Dave kembali merengkuh tubuh istrinya ke dalam pelukannya. "Aku tidak akan pergi. Kita mulai dari awal lagi. Tolong beritahu aku jika aku melakukan kesalahan yang tanpa aku sadari. Kedepannya apapun yang terjadi kita harus bicarakan berdua dengan kepala dingin. Jangan pernah memendam apapun sendirian. Kita harus saling terbuka dan harus saling percaya satu sama lain."
Jeslyn mengangguk. Dave kemudian melepaskan pelukannya. "Lebih baik kita pulang. Kau pasti lelah."
"Iyaa."
Dave kemudian memindahkan tubuh Jeslyn ke kursi roda kemudian mendorongnya menuju pintu keluar ruangan tunggu VIP. Mereka seketika menoleh pada Dave dan Jeslyn ketika mereka baru saja membuka pintu.
Dave dibuat terkejut ketika melihat sudah ada Stella dan Alea di depan ruang tunggu bersama dengan Zayn dan Dion juga. "Daddy," panggil Alea sambil berlari mendekati Dave.

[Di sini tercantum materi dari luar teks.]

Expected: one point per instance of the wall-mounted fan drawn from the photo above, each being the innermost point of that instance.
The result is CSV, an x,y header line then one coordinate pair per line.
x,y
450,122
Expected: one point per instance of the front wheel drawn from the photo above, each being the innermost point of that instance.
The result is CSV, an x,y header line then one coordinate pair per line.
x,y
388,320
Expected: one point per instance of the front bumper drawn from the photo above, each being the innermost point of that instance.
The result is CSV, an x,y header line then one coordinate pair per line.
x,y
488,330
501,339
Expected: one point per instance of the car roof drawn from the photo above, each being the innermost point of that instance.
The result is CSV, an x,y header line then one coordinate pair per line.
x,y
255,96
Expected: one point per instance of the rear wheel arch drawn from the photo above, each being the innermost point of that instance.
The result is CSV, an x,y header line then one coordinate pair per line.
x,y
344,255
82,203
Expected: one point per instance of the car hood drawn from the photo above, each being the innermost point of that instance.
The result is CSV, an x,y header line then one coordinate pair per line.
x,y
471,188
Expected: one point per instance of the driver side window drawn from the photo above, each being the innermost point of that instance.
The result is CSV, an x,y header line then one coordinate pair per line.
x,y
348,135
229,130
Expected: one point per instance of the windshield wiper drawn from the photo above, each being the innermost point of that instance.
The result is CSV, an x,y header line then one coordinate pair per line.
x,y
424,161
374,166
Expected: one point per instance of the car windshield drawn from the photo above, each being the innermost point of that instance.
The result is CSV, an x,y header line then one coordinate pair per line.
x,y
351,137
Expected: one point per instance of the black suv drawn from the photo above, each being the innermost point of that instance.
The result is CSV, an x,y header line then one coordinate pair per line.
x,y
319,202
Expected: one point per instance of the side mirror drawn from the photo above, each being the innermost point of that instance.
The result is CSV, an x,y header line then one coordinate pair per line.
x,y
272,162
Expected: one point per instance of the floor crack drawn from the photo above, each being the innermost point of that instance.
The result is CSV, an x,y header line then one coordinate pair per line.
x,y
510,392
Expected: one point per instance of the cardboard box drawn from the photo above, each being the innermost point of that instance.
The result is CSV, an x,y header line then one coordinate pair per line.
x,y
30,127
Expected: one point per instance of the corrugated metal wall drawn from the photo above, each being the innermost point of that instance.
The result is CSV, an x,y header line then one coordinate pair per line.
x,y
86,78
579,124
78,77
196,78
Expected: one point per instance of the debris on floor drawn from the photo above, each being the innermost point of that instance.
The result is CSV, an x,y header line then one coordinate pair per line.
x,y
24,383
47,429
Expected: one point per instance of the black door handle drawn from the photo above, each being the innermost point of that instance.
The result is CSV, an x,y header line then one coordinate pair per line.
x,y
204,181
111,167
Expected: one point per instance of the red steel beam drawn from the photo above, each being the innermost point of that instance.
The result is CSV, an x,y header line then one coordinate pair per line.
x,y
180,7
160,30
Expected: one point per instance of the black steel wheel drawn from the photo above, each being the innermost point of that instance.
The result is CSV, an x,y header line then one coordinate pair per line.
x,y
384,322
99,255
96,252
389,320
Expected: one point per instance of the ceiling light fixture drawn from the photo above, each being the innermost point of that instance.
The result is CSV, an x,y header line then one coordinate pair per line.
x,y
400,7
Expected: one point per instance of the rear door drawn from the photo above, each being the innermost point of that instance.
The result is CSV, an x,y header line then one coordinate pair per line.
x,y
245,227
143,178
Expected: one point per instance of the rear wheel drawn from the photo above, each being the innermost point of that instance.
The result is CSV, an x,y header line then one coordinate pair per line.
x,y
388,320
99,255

Dave lalu membungkuk. "Iya, Sayang."
Alea kemudian berdiri di sisi Dave sambil memegang ujung kemeja Dave. "Stella kau dari mana saja?" tanya Dave.

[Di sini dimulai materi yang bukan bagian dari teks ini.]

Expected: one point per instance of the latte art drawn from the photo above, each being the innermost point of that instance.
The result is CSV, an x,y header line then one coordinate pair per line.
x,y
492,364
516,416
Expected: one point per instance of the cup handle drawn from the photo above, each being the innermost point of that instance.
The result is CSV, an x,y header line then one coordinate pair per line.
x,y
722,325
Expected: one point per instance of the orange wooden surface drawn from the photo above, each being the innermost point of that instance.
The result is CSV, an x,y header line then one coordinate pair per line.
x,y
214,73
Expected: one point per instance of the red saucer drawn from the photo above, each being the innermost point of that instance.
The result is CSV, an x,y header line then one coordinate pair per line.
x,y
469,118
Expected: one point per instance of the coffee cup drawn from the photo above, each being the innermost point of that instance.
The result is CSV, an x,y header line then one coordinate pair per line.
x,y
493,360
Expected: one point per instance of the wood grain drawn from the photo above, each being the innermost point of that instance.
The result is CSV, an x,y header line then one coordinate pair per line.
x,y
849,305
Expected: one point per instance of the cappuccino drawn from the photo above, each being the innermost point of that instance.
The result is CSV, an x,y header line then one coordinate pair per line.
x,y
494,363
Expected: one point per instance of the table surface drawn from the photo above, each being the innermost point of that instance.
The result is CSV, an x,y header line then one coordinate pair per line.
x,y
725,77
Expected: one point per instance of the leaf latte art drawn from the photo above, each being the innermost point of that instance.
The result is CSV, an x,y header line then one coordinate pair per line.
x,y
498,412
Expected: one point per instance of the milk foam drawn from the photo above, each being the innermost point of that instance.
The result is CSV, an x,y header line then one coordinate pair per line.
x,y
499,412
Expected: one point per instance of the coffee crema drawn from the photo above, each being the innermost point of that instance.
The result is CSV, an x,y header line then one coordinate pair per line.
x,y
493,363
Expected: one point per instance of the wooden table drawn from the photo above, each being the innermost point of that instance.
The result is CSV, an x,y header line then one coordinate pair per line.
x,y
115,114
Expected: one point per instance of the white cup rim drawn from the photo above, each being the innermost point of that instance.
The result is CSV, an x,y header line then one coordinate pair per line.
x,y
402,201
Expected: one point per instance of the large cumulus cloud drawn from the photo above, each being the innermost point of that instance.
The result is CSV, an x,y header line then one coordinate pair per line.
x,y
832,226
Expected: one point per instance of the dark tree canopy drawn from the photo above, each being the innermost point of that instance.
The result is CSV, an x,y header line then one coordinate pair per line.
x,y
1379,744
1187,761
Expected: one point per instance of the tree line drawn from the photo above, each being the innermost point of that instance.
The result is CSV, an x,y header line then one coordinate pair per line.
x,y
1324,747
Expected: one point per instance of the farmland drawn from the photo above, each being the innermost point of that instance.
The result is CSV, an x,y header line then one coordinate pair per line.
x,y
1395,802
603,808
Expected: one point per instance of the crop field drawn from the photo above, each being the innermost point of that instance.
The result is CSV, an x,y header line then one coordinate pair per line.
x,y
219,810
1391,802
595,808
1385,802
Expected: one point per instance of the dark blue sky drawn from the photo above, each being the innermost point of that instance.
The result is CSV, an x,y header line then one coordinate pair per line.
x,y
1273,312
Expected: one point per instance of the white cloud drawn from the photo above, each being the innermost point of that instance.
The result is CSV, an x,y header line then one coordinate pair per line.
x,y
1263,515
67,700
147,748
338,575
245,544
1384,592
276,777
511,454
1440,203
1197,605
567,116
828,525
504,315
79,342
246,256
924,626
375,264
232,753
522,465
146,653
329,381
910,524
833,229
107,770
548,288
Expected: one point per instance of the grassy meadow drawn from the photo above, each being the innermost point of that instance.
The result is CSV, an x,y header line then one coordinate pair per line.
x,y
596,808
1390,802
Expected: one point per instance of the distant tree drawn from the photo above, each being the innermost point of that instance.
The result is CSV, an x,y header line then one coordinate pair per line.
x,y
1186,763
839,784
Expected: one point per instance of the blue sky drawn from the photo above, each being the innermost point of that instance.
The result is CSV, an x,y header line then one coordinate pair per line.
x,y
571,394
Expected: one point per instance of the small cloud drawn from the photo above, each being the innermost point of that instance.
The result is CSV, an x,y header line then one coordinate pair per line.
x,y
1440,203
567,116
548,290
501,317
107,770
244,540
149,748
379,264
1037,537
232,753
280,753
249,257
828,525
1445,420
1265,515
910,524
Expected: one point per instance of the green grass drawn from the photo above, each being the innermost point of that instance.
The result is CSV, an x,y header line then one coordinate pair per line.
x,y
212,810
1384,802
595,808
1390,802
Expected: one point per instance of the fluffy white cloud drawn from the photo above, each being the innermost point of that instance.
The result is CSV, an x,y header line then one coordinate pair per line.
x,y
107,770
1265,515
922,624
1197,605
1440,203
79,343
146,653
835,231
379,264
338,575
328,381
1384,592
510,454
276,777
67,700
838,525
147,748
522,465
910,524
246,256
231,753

Sebelum menatap Dave, terlebih dahulu Stella menoleh ke arah Jeslyn sambil tersenyum. Setelah itu dia beralih menatap Dave dengan wajah bersalah. "Maafkan aku Dave," ucap Stella penuh sesal.
Mata Dave menyipit. "Stella, apa tadi kau sengaja pergi untuk menggagalkan kepergian kita?"
Tadinya Dave tidak berpikir ke arah sana, tetapi setelah melihat keberadaan Stella di depan ruangan VIP saat ini, membuatnya semakub yakin kalau Stella memang sengaja melakukan hal itu.
__ADS_1
"Maafkan aku Dave. Aku hanya tidak ingin kau mengulang kesalahan yang pernah aku perbuat seperti saat aku meninggalkanmu dulu. Pergi tanpa mengatakan apapun. Aku tidak mau kau merasakan penyelasan seumur hidup seperti yang aku rasakan selama ini."
Bersambung..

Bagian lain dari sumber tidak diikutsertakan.